How to become a junior Data Engineer? — my story
My name is Krzysztof Wasilewski and since February 2021 I have been a Junior Data Engineer in Datumo. I’d love to share my story with you!
Since childhood I have been interested in computers and new technology. After high school I started studying Electronics at Warsaw University of Technology. This was my first experience with programming, at a basic level. During the first year I learned the basics of Structured and Object Oriented Programming, and completed several projects that gave me a lot of useful experience. At that time I was interested mostly in the Internet of Things and Embedded Systems. My Bachelor’s thesis “Raspberry Pi as a cost-optimized network data acquisition system” was my first major project and I learned a lot about Linux device drivers in the course of it. The main aim of the project was to build a system which can be used to acquire data and save as much as accurate information as possible about measurement timestamps. The main issue was to ensure completion of time-critical tasks in the multithreading Linux operating system.

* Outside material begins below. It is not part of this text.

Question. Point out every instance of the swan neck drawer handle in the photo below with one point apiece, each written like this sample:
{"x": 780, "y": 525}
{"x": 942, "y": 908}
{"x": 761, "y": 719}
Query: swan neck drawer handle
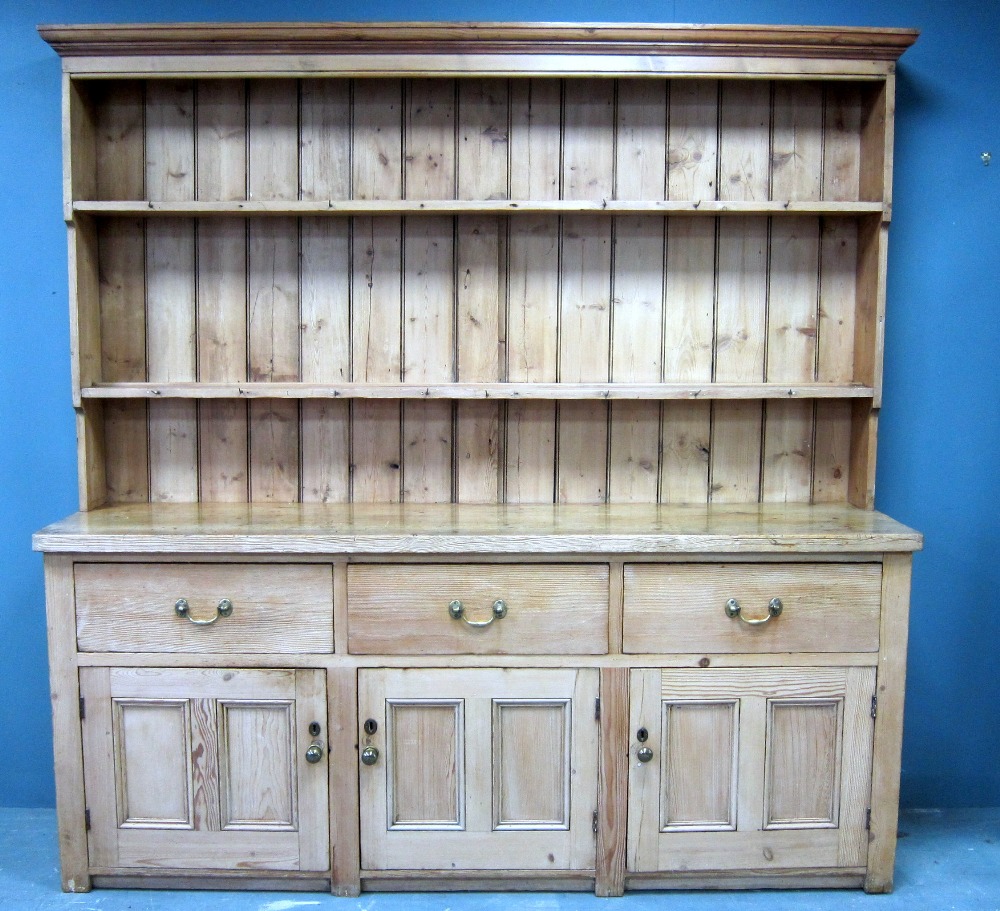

In my Master’s Thesis I implemented neural networks in an FPGA system. At the beginning of my journey I had little idea about Big Data.
Why Big Data?
It’s easy to see that nowadays we are generating ever more data and so we need more sophisticated ways of processing it efficiently. As the “Forecast Revenue Big Data Worldwide 2011–2027” shows, in the next few years the market is most likely going to grow substantially, so this is an ideal time to learn more about Big Data itself.
The Embedded Software market is considerably smaller and lacks interesting projects for Junior Engineers. While out running with my good friend Michał Misiewicz — Chief Technology Officer at Datumo — we spent a lot of time talking about technology. It was Michał who convinced me that Big Data is well worth learning, and thanks to him I’ve decided to change my specialization.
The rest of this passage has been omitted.